Have you ever found yourself overwhelmed by dating exhaustion? I have, and I know I’m not alone here. I know what it’s like to think, “What’s wrong with me, what is it about me that seems to repel every person I try to date?” and, “Am I not good enough for this person?” These thoughts can not only drive you crazy, but can be the very reason you’re struggling to find love.
When a relationship doesn’t work out, what we really need to do is turn inward. Not with thoughts of what we did wrong, but with thoughts of what we can learn from this. Consider it your chance to check in and evaluate where you are in life. The first question you need to ask yourself is: Were you really being your authentic self, or were you playing to what you think the other person wanted to see? Were you being the nice girl that never made a fuss even when situations came about that were worthy of questioning? Were you altering any side of your personality to make yourself more appealing to the other person? I bet the answer is yes. And believe me, I know from experience that this approach to dating will cause exhaustion faster than ever.
The lesson that took me the longest to learn in life was embracing who I truly am at the core. Every flaw, every personality quirk, both good and bad, served a greater purpose and ultimately made me uniquely myself. Whether we realize it or not, at the root of it all, what people are really searching for is authentic connection. We’re all looking for that person that’s just as weird as we are! We’re looking for love that just clicks, but we’re never going to find it by altering ourselves to fit into someone else’s life. Changing any side of your personality in an effort to find love will always fail. It may not fail at first, but keep in mind that people aren’t stupid. People can tell when we’re not real or when we’re holding back in some sort of way. That sort of mystery and lack of connection is what costs so many of us in the dating world. Being calculated and “pitching” yourself to best fit the other person’s life will undoubtedly bring about a messy dynamic in your relationship and most likely cause it to end in disaster.
The best advice I could possibly give you when looking for a relationship is to stop trying to avoid the mess. You aren’t going to get into the modern dating world without hitting some bumps in the road. It’s messy, it’s awkward, it’s uncomfortable, but knowing what to expect is half the battle. I’ve always said that when it comes to dating, check your pride at the door. You will have to be vulnerable to find the relationship of your dreams, bar none. I didn’t find that relationship for myself until I overcame this, and to be honest, learning to be vulnerable will probably be something I struggle with to some degree for the rest of my life. You don’t have to be perfect at it, you just have to consistently make progress.
Recognize what it is in your life that’s holding you back—there’s a good chance this very thing has crossed over into your career as well without you realizing it. I’ve noticed there are many things that are mirrored in both business and relationships. A few of the biggest I see are confidence, vulnerability and finding connection. If you master connection in the dating world, imagine what kinds of changes that could make in a business setting. Wouldn’t you find benefit from connecting more with your co-workers or customers? I think so! So do the internal work that is necessary once and for all—you’ll forever reap the benefits. Be true to yourself and watch the doors open.
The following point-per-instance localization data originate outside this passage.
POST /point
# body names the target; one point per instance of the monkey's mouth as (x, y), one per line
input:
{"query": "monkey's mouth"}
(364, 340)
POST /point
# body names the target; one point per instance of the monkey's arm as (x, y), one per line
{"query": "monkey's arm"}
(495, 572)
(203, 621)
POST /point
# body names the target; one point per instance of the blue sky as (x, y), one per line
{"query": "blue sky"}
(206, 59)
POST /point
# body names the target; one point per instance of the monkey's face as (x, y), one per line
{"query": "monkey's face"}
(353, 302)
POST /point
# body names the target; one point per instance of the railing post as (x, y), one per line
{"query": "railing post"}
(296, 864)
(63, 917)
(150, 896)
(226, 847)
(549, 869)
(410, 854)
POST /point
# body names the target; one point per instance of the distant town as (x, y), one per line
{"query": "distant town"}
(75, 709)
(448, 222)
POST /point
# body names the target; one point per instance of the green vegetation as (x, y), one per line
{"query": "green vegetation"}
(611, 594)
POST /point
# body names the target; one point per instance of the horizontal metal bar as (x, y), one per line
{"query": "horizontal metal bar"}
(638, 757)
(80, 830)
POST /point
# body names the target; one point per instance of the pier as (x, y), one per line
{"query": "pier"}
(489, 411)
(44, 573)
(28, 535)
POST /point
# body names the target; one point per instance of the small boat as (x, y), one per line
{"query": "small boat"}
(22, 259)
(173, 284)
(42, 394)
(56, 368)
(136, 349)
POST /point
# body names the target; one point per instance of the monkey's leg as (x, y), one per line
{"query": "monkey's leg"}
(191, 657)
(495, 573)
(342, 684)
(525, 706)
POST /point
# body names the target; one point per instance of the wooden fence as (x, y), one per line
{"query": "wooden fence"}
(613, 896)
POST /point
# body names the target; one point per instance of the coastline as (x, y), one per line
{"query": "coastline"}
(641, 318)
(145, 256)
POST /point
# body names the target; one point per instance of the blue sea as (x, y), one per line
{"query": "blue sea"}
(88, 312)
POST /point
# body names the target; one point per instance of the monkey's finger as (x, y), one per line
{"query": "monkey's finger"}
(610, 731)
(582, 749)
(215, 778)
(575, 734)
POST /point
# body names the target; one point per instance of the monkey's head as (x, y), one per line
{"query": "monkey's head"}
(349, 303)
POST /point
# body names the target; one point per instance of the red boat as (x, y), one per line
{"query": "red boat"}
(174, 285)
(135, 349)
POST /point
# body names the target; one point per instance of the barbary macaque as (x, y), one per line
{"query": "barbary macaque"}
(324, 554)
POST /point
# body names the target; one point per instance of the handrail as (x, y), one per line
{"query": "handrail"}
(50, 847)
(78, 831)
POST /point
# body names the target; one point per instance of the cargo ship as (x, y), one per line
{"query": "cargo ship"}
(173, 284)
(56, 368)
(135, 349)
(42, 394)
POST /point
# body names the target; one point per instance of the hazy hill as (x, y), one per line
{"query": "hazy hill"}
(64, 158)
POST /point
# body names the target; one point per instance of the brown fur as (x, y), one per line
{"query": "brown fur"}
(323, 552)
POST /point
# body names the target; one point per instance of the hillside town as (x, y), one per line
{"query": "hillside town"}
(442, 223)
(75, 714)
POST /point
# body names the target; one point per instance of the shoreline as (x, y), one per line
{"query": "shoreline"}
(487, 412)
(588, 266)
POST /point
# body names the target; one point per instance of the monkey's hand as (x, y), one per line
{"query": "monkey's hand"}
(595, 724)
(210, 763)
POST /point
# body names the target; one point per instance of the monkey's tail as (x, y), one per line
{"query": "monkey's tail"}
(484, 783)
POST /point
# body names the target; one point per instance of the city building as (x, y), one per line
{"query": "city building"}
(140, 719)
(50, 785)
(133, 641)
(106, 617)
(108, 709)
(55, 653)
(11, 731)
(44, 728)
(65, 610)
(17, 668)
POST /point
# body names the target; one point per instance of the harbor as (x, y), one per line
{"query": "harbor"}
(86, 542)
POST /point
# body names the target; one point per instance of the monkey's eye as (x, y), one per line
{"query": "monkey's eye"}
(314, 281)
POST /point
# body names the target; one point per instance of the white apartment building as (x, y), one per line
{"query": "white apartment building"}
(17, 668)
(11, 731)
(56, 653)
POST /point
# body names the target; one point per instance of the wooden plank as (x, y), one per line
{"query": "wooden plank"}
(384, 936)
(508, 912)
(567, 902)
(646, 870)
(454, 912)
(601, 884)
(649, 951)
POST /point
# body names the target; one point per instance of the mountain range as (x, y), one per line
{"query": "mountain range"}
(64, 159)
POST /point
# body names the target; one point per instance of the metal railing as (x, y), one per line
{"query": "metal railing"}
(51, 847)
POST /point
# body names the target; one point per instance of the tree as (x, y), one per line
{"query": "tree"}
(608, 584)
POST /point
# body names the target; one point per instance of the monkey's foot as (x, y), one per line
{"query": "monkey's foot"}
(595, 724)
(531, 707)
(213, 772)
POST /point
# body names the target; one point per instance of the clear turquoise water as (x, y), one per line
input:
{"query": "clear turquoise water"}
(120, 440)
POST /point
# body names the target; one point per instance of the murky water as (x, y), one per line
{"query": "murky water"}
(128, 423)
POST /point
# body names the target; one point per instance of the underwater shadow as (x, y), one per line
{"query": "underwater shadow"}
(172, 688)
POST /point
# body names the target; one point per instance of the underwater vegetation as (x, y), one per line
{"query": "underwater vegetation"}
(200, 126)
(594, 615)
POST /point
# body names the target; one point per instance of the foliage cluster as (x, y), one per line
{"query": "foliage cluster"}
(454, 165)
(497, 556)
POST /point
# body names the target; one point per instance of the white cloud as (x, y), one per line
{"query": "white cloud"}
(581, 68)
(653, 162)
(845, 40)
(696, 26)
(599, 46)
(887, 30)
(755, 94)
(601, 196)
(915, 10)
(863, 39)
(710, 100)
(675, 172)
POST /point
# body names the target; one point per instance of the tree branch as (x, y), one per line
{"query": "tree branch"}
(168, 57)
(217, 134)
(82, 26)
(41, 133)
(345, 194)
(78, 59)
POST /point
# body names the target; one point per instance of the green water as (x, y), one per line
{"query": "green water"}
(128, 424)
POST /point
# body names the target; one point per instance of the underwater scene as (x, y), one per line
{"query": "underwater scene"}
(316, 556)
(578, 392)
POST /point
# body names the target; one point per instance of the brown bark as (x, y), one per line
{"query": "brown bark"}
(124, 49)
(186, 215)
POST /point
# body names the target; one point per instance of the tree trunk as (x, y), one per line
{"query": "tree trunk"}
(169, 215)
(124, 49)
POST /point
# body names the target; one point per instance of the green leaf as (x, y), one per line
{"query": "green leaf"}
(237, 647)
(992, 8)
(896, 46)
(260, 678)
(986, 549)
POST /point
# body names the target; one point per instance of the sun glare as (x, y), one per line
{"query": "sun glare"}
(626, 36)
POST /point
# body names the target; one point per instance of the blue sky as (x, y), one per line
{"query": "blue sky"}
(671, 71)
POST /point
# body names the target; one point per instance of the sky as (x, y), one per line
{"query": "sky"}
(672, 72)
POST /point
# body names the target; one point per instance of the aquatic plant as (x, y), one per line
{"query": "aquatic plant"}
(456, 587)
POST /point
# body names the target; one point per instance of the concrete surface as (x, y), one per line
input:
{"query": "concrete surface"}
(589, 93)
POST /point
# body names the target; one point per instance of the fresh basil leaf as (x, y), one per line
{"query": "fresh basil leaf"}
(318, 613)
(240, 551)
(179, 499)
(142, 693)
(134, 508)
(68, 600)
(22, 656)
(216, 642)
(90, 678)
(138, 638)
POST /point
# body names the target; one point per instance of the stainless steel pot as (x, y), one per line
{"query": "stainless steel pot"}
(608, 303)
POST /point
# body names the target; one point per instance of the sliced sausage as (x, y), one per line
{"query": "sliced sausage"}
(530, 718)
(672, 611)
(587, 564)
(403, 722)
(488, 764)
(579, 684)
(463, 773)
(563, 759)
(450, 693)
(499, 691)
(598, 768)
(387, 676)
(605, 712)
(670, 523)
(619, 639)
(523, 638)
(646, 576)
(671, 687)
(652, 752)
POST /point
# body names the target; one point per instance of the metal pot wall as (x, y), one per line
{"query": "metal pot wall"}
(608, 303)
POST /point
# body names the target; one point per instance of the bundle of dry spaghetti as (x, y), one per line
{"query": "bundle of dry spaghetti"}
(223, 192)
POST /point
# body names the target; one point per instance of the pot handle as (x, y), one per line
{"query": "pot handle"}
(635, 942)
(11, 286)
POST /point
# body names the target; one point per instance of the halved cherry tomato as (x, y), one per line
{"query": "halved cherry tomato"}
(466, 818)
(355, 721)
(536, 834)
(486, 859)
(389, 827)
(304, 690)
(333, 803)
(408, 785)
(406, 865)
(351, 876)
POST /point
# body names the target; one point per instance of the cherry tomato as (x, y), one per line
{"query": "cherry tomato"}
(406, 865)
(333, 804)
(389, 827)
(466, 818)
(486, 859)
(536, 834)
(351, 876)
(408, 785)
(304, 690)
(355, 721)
The funny thing is, once you know who you are, you stop caring about fitting into someone else’s life and you start being really picky about the type of people you allow into your world. That’s where the magic happens. It’s kinda like learning how to say no for the first time—it’s freeing! Love isn’t calculated, so do yourself a favor and spend your time and energy on becoming your best self, and more importantly, your true self. If you don’t know who you are, you will never know what you truly need from your partner. We all know what dating aimlessly looks like, but it’s time to get serious about what you need in life. What are your non-negotiables? Decide what qualities are an absolute must in a relationship and don’t settle until you get the relationship that best fits your needs.
Don’t waste time changing any side of your personality unless it’s a true character flaw that needs to be addressed. We’ve all got work to do, but that’s part of being human. We’re designed to grow and evolve! Don’t see internal work as a bad thing, but rather as a piece of the puzzle that’s necessary to become the person you are meant to be. When you focus on the outside world, you give away your power. Always go within to decide what you want, what needs work, and what it will take to live the life you deserve. We’re all worthy of love, but the ugly truth is that we’re not all ready for it just yet. And that’s okay!
If I were to be given my ideal relationship a few years ago, it would have failed simply because, despite what I thought, I wasn’t ready. I hadn’t yet figured out what I wanted out of life and in turn what I needed out of a partner. Looking back, that didn’t make me a failure or a person that was unworthy of love, it just meant I had more life to live first. I had more learning and growing to do before I would be ready to accept and appreciate a relationship like the one I have now. If I could go back to my younger self, I’d say, “Snap out of it!” It has nothing to do with self-worth and everything to do with timing. You will find what you want when it best fits your life—trust the process.
So wherever you are in the dating process, I hope you realize that you deserve a partner that loves you for who you are no matter what. And you will find that person when you stop playing games and start getting real. Tell the truth, be who you are and take the risk, even if it leads to rejection at first. Eventually the right fit will come along and everything will make sense.